Our shared experiences as K-12 educators and tenure track faculty members unites us in these research explorations, yet we also acknowledge how our own epistemological and ontological influences generate varied experiences within our collective.  With this awareness of the difference among us, we feel it is important to specify the in, of, with and parts of the world our bodies occupy.  This arts informed and multi-voiced methodological approach to collaborative research brings together multiple researchers through co-constructed yet ambiguous, uncertain, and sometimes contradictory perspectives of cultural experiences. Embracing a critical postmodern sensibility, our approach preserves the individual voice while also exploring how these voices comprise a collective and dialogic process of meaning making through the research process.

Our work is informed by what becomes manifest in and through female bodies as they move through academic spaces. For this exhibition, we turn to arts based modes of representation to help fully realize the creative potential of our narratives.  On the tails of the representative debate, the arts emerge as a viable means of challenging what representation means and how researchers might both live in/with, and make sense of, our inquiries With the fundamental understanding of knowing as an embodied encounter and embracing the visual arts’ ability to seek out qualitative nuances, provide empathy, give new perspectives and tell about our capacity to engage with life.

Troubling the “WE”: Slam Poetry as duoethnographic performance

/ˈkridək(ə)l/

Dr.
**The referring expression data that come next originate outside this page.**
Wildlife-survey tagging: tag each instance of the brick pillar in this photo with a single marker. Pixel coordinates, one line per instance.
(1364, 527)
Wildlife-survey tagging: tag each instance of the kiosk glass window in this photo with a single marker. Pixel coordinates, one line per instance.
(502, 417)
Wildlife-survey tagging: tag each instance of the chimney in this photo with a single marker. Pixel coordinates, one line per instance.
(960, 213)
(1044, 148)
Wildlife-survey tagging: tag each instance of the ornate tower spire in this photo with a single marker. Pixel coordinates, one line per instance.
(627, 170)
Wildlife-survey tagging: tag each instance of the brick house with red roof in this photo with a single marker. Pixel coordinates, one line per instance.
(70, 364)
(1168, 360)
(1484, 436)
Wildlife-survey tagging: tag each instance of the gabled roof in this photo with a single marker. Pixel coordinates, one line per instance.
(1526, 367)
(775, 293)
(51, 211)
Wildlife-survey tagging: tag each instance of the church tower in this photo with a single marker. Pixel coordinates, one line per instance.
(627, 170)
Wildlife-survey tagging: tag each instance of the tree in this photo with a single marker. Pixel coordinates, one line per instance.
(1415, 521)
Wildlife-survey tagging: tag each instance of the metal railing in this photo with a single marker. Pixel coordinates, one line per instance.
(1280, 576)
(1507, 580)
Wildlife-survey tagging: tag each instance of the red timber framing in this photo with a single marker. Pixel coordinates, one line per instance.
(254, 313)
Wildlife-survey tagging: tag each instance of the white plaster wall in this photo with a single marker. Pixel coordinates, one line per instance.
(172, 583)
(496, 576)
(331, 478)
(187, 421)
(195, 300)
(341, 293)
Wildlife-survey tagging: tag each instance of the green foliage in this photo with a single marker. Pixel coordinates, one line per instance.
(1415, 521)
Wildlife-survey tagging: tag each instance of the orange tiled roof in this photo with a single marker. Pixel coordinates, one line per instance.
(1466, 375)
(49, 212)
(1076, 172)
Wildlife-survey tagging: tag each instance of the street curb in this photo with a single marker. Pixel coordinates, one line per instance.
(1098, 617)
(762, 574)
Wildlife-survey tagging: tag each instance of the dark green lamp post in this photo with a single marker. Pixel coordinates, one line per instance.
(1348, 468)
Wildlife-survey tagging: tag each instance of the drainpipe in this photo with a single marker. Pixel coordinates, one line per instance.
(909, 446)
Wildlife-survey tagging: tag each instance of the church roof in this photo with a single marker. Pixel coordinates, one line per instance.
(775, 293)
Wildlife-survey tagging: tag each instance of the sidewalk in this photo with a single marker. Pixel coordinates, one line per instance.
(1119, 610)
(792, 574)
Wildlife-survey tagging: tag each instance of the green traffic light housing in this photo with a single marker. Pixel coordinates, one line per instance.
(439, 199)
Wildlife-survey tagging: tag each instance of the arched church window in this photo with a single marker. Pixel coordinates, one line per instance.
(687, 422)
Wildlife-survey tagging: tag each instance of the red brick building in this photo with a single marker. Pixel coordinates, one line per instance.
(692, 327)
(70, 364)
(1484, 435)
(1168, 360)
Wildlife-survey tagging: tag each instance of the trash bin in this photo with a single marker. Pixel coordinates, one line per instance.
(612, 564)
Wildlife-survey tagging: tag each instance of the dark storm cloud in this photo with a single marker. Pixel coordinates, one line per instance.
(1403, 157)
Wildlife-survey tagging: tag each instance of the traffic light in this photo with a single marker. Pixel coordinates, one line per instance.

Sara Scott Shields and I have been corresponding through emails, g-chats, and  phone calls and find ourselves returning to the question: How do we speak to a deeper humanity, using race as an opening? Using the methodological lens of duoethnography to work between and through the primary data which is our dialogues, we shift the ethnographic gaze from other to self and begin to explore this question through poetic performance. For us, duoethnographic poetry has emerged as a form of communal art-making and a way to give voice through democratic participation in prolonged interaction.

//

Striving for intimate connection, we have committed to tension aimed at understanding and revealing the complexities and connectedness of human experience.  In keeping with a belief of researchers as the site of inquiry we pushed ourselves to consider how we might present the transformative outcome of this project to others.  With recent societal uptake in racially charged conversation, we see poetry as a method for engaging in generative performances focused on creating sites of dialogue with and about the critical issues often avoided or misrepresented in mainstream debate.   In searching for constructive representation, we are guided today by lyrical inquiry (Neilson, 2008), contemporary slam poetry (Eleveld & Smith, 2003; Somers-Willett, 2008), and the history and cadence of call and response religious traditions.

//

Antiphony--or “call and response” patterns of speech are historically reflective of Black African (Africentric) and Black American oral and aesthetic tradition; often attributed to a West African tradition (Smitherman, 1985), these speech acts functioned as a means of organized communication among the enslaved and have since expanded to include performative and improvisational expressions that can be thought of as  communal forms of art-making (Sale, 1992). These characteristics of call and response patterns, hold value not only in what is said, but also in the rhythmic nature of how it is said.

//

Most notably, this tradition is often recognized in its lyricality and is recognizable in “traditional” Black American religious and spiritual observance and practice (Bryerman 1985; Smitherman, 1985), aural expressions (such as jazz, rhythm and blues and hip hop) and in spoken word poetry (Walker, and Kuykendall, 2005). An additional important characteristic of this tradition is democratic participation between speaker and listener (and in the present case of this performance, between speaker and speaker).